Signs and Symptoms of Tuberculosis
- Persistent cough lasting more than 3 weeks
- Chest pain
- Coughing up blood or sputum
- Unexplained weight loss
- Night sweats
- Chills and fever
- Loss of appetite
- Swelling of lymph nodes in the neck or armpits
Causes and Risk Factors of Tuberculosis
- Bacteria (Mycobacterium Tuberculosis)
- Infants and senile individuals
- Weakened immune system
- Poor nutrition
TB can spread when a person with an active disease releases germs into the air through coughing, sneezing, talking, singing, or even laughing.
Diagnosis of Tuberculosis
- Skin Test (Clear indication for TB)
- Blood Test
- Chest X-ray
- CT scan
- Tests on Sputum and Lung Fluid
Treatment for Tuberculosis
Treatment for tuberculosis typically involves a combination of antibiotics taken for at least six months.
In some cases, additional medications may be prescribed to manage side effects or to treat drug-resistant forms of TB.
Prevention of Tuberculosis
- Get vaccinated
- Practice good hygiene (wash your hands regularly and cover your mouth when you cough or sneeze)
- Avoid close contact with people who have tuberculosis
- Practice proper nutrition and exercise to strengthen your immune system
- Avoid crowded places and practice social distancing
- Disinfect frequently touched surfaces
- Wear a face mask
Vaccination for Tuberculosis
The primary vaccination for tuberculosis is the Bacillus Calmette-Guerin (BCG) vaccine.
This vaccine is given as a single dose to children and adults at risk of exposure to tuberculosis.

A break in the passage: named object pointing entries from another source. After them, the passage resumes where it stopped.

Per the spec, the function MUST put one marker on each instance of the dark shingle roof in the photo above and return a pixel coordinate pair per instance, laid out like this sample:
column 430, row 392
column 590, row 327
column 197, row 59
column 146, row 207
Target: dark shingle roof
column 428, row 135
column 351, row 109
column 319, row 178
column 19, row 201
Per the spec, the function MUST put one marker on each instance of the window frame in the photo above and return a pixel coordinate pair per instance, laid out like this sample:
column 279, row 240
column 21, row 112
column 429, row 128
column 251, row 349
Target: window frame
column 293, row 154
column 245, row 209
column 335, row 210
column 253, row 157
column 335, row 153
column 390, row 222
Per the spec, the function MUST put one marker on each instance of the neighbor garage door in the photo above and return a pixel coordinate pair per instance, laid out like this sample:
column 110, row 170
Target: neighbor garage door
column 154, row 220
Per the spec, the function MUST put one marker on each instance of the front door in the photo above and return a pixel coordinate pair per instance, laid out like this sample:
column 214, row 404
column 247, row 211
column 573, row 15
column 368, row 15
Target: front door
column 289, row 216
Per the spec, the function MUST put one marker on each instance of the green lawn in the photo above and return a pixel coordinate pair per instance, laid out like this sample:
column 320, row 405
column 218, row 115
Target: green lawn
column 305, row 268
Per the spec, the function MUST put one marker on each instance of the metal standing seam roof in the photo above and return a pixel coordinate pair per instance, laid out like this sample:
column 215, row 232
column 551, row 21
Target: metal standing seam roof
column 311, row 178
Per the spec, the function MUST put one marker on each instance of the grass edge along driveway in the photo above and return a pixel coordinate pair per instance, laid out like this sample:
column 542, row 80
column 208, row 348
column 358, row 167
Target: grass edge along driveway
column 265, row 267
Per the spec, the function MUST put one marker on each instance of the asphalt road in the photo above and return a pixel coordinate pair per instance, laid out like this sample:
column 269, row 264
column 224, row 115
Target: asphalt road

The BCG vaccine is not 100% effective, but it can reduce the risk of developing tuberculosis by up to 80%.
Myth and Fact: Tuberculosis
Myth: Tuberculosis occurs only in smokers.
Fact: TB is caused by the bacterium Mycobacterium tuberculosis. Smoking increases the risk of developing tuberculosis.
Can tuberculosis be cured?
Yes, tuberculosis can be cured. Treatment usually involves taking multiple medications, such as antibiotics, for at least six months. Treatment can be successful, but it is important to finish the entire course of medication to eliminate the bacteria causing the infection completely.
What is the recovery time for tuberculosis?
It can generally take anywhere between 6 to 24 months of treatment to fully recover from tuberculosis. It is important to follow your doctor’s instructions and take all prescribed medications as instructed during this time.